Thread: more support for various frame types of window functions

more support for various frame types of window functions

From

Hitoshi Harada

Date:

09 November 2009, 05:40:05

I'm not sure if it can be finished until the start of the next CF, but
I've been working on $subject. This work intends to extend current
limited frame types of window functions such like below;

- ROWS BETWEEN CURRENT ROW AND UNBOUNDED FOLLOWING
- ORDER BY x RANGE BETWEEN CURRENT ROW AND f FOLLOWING
- ORDER BY x RANGE BETWEEN p PRECEDING AND f FOLLOWING

where "p" and "f" are values that indicate preceding/following frame
boundary offsets from current row (or peer). With this feature, you
can calculate something like "moving average" by SQL.

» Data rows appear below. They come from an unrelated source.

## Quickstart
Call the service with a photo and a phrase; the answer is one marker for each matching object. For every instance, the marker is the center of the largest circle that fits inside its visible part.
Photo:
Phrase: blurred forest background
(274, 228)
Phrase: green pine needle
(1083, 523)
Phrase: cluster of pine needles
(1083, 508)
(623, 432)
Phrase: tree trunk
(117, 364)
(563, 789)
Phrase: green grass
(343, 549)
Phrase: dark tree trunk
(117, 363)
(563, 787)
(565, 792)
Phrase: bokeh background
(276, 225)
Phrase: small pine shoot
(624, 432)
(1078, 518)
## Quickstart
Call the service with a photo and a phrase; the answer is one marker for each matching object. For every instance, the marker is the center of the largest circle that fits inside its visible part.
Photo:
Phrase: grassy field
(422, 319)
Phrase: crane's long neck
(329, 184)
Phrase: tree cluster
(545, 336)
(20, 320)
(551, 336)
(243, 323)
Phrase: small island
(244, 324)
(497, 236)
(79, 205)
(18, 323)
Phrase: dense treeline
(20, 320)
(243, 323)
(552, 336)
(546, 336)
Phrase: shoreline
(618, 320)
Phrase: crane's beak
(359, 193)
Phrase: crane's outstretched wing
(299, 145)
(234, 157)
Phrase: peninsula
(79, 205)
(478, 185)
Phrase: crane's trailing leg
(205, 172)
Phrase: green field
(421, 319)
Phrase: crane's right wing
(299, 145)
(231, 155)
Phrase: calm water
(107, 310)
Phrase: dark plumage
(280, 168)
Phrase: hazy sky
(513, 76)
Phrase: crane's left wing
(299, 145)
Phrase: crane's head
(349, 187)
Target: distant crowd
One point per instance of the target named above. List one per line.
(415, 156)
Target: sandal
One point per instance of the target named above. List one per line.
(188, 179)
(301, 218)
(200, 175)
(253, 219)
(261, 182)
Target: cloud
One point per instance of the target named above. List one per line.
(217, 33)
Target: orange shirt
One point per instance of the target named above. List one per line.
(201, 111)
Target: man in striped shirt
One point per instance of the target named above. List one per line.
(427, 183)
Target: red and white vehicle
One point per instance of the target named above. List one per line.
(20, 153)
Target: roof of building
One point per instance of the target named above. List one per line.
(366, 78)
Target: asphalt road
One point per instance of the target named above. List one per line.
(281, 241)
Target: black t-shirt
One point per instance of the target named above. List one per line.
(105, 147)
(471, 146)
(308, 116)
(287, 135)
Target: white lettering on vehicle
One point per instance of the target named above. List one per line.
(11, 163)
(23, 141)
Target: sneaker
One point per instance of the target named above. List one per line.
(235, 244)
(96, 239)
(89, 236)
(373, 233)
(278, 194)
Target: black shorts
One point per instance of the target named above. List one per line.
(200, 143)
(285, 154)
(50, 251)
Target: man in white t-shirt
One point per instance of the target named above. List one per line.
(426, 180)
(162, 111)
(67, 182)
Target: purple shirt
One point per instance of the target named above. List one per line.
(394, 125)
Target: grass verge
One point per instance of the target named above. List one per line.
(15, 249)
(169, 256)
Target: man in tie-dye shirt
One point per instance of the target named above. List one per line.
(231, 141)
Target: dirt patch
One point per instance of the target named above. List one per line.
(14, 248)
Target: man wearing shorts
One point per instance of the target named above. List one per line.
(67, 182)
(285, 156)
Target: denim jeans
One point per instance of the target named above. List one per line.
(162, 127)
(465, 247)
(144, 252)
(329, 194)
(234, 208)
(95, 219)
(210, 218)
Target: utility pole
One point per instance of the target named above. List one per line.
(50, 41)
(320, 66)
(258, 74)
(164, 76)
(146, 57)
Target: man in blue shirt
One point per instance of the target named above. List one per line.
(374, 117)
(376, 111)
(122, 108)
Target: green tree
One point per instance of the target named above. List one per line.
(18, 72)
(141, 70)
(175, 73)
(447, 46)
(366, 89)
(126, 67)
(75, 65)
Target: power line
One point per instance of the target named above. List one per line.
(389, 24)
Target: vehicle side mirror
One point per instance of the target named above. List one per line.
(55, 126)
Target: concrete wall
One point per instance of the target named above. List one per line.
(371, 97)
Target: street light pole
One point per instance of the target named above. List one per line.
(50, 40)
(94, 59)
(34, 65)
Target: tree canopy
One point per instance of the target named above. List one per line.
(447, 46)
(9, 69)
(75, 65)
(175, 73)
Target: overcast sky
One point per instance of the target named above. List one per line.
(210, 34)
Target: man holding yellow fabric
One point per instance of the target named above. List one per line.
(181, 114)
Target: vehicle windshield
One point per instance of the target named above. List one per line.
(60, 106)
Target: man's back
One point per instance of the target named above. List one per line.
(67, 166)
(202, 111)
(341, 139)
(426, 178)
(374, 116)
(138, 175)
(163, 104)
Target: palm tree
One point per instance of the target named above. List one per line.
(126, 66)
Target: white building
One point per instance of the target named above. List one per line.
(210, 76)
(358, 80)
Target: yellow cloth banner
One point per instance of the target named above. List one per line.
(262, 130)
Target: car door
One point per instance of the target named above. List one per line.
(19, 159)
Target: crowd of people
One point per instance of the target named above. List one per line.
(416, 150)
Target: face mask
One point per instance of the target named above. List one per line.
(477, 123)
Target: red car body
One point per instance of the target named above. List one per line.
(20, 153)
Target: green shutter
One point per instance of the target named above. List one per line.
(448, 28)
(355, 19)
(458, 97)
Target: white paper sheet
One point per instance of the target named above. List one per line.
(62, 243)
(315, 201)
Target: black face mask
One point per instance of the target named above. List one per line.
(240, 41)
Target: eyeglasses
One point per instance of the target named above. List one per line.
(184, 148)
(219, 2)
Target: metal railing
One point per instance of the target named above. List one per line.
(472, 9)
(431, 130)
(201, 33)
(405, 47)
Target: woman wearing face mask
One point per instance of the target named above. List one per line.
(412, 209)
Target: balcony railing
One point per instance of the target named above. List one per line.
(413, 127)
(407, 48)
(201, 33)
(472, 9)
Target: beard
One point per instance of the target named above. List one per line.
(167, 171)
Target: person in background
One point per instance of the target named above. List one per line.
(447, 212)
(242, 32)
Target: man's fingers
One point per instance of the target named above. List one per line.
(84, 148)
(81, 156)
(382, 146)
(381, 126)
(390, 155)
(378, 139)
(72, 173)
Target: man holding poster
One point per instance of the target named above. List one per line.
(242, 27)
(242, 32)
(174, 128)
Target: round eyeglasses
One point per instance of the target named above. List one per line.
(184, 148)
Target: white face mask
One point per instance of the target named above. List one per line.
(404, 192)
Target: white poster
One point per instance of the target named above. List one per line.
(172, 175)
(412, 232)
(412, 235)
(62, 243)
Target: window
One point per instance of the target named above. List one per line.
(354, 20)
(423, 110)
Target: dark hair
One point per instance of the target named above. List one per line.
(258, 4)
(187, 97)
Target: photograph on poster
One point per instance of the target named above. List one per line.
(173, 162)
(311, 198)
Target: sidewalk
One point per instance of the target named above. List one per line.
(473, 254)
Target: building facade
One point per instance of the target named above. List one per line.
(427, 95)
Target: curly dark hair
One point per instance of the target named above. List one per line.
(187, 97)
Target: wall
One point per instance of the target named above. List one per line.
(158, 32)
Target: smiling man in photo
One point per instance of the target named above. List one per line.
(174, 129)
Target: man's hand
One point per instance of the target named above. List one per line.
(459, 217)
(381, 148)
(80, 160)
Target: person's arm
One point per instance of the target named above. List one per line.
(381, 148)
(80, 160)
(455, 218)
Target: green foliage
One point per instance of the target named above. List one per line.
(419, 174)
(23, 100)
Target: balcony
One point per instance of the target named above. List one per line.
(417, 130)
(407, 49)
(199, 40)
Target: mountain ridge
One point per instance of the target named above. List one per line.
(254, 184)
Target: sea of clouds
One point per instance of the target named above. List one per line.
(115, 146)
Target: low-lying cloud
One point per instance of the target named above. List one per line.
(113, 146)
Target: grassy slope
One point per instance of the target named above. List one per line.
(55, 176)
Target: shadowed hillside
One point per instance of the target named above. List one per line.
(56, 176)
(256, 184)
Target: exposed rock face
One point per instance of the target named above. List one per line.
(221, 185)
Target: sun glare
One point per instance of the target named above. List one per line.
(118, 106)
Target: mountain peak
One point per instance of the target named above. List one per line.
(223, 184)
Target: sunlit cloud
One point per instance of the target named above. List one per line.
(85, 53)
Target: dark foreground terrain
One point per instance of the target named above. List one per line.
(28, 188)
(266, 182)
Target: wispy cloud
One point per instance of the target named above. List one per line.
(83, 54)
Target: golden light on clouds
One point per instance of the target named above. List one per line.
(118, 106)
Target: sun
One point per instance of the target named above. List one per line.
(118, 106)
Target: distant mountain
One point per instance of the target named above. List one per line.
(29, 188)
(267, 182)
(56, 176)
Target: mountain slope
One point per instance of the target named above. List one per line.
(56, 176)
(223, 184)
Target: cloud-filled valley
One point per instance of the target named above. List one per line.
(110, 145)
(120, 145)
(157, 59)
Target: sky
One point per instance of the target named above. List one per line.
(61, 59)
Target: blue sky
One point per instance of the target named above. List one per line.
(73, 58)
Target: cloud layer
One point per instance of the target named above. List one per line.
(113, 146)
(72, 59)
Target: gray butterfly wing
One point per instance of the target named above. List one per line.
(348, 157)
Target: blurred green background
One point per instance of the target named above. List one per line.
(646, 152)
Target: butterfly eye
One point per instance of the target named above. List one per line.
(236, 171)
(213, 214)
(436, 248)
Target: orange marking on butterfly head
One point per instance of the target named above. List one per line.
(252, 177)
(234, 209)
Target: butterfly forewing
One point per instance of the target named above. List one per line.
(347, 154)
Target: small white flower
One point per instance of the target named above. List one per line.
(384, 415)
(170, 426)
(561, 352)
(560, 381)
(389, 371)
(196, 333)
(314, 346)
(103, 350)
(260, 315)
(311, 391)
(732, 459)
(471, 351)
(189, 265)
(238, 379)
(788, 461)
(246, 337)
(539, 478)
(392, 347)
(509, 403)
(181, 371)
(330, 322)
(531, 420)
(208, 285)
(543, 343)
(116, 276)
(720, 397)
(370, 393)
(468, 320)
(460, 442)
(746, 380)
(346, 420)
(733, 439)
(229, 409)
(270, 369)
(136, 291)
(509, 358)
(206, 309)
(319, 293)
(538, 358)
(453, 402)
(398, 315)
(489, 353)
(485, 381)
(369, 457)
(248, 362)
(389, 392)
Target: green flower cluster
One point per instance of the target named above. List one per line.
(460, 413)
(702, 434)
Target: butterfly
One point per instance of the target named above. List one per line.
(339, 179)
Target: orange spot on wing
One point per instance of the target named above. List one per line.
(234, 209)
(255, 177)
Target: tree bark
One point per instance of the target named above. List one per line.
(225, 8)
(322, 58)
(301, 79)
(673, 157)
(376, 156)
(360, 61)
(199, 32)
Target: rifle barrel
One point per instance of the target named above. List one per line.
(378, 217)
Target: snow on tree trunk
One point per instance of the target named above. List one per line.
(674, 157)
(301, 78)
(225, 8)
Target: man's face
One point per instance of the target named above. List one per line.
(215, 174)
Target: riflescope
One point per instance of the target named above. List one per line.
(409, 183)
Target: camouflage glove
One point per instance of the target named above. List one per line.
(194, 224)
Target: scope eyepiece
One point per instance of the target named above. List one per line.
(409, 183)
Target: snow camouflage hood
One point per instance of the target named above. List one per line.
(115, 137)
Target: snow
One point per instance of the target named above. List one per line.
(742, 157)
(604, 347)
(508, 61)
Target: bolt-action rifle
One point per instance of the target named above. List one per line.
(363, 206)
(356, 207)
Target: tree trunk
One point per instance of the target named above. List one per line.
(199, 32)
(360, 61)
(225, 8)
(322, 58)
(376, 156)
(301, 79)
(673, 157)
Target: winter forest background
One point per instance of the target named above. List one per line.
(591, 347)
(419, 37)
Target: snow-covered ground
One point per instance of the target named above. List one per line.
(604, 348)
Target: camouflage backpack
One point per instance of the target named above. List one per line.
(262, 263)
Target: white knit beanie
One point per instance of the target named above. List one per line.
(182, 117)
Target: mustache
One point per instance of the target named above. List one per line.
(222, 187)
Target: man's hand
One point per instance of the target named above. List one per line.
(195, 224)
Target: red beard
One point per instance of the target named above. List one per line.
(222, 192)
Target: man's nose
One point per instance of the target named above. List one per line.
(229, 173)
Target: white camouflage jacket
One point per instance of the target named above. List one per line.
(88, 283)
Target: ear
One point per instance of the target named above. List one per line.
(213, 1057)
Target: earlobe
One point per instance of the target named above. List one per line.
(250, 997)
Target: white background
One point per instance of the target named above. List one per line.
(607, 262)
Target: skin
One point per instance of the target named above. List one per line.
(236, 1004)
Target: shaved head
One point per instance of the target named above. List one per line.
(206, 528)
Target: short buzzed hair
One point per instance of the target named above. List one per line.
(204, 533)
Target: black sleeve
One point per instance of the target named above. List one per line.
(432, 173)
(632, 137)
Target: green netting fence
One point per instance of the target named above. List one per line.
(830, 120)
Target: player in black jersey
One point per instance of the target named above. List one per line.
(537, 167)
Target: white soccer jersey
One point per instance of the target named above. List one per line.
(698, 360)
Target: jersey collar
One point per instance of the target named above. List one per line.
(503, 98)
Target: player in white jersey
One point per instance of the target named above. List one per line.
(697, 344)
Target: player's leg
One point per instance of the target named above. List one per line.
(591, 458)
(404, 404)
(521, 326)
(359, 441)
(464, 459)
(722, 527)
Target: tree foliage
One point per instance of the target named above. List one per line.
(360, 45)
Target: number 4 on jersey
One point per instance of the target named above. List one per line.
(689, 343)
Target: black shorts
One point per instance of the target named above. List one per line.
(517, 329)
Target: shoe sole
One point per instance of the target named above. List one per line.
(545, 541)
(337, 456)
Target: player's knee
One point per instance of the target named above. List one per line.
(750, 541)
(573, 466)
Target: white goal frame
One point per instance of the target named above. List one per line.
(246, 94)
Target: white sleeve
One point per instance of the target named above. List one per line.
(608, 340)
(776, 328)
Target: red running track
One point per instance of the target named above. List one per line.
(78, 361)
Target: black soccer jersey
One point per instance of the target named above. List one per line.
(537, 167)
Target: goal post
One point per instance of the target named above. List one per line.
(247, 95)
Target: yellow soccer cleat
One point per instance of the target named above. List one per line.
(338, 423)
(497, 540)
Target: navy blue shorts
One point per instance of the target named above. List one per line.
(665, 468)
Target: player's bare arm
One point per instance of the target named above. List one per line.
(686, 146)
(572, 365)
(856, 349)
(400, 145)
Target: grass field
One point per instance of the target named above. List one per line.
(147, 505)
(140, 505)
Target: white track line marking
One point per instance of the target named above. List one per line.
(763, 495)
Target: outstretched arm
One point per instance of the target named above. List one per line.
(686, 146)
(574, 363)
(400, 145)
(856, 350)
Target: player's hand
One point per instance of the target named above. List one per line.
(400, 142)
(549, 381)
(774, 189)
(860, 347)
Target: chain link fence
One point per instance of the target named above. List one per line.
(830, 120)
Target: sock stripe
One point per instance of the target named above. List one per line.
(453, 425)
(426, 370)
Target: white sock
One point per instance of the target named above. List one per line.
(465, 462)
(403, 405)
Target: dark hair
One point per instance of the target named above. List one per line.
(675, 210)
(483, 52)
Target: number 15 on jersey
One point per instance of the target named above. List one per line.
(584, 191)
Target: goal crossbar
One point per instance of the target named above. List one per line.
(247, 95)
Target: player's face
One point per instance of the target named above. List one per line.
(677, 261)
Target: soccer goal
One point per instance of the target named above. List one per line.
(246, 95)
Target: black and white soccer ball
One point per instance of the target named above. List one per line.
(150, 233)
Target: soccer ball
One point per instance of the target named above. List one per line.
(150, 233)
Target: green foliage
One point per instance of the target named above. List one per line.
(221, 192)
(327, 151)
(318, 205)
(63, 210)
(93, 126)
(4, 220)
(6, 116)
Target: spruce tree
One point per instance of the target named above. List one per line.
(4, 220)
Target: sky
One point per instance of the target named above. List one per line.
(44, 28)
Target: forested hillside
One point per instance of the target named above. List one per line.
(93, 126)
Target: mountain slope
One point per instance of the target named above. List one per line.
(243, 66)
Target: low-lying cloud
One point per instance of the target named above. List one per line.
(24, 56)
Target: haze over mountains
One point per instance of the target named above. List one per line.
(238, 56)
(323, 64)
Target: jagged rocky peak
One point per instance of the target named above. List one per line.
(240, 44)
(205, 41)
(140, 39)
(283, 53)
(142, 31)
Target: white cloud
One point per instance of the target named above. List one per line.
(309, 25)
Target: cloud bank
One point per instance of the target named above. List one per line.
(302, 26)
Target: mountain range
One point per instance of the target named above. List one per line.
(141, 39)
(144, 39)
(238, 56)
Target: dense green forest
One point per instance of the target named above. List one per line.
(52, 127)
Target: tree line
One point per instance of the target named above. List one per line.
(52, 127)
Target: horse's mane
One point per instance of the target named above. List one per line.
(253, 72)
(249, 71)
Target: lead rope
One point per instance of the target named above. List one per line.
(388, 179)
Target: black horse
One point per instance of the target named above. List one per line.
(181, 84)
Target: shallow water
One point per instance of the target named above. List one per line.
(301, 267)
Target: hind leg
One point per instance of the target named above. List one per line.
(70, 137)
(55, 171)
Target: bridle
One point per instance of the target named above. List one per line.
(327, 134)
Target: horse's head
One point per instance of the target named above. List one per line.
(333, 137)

Frame types that won't be introduced in this work includes:

- EXCLUDE clause

The hardest point is that aggregates must be re-initialized as rows
exit from current frame, which doesn't occur in 8.4 design. One of the
solution for this is to let aggregates have "negative trans functions"
(NTF), and some comments in nodeWindowAgg.c say about it, which
current aggregate system doesn't have. But my work doesn't introduce
this mechanism because

1) "negative trans function" doesn't do anything in normal aggregate
2) forcing that to everyone who writes his/her own aggregate is quite
hard and incompatible to older releases
3) so, we must at least support aggregates that don't have NTF even if
it will be introduced in the future

That means moving average is initialized again on frame-off situation
as the frame moves down. I know that may kill it's performance but
reasons above result in my proposing design.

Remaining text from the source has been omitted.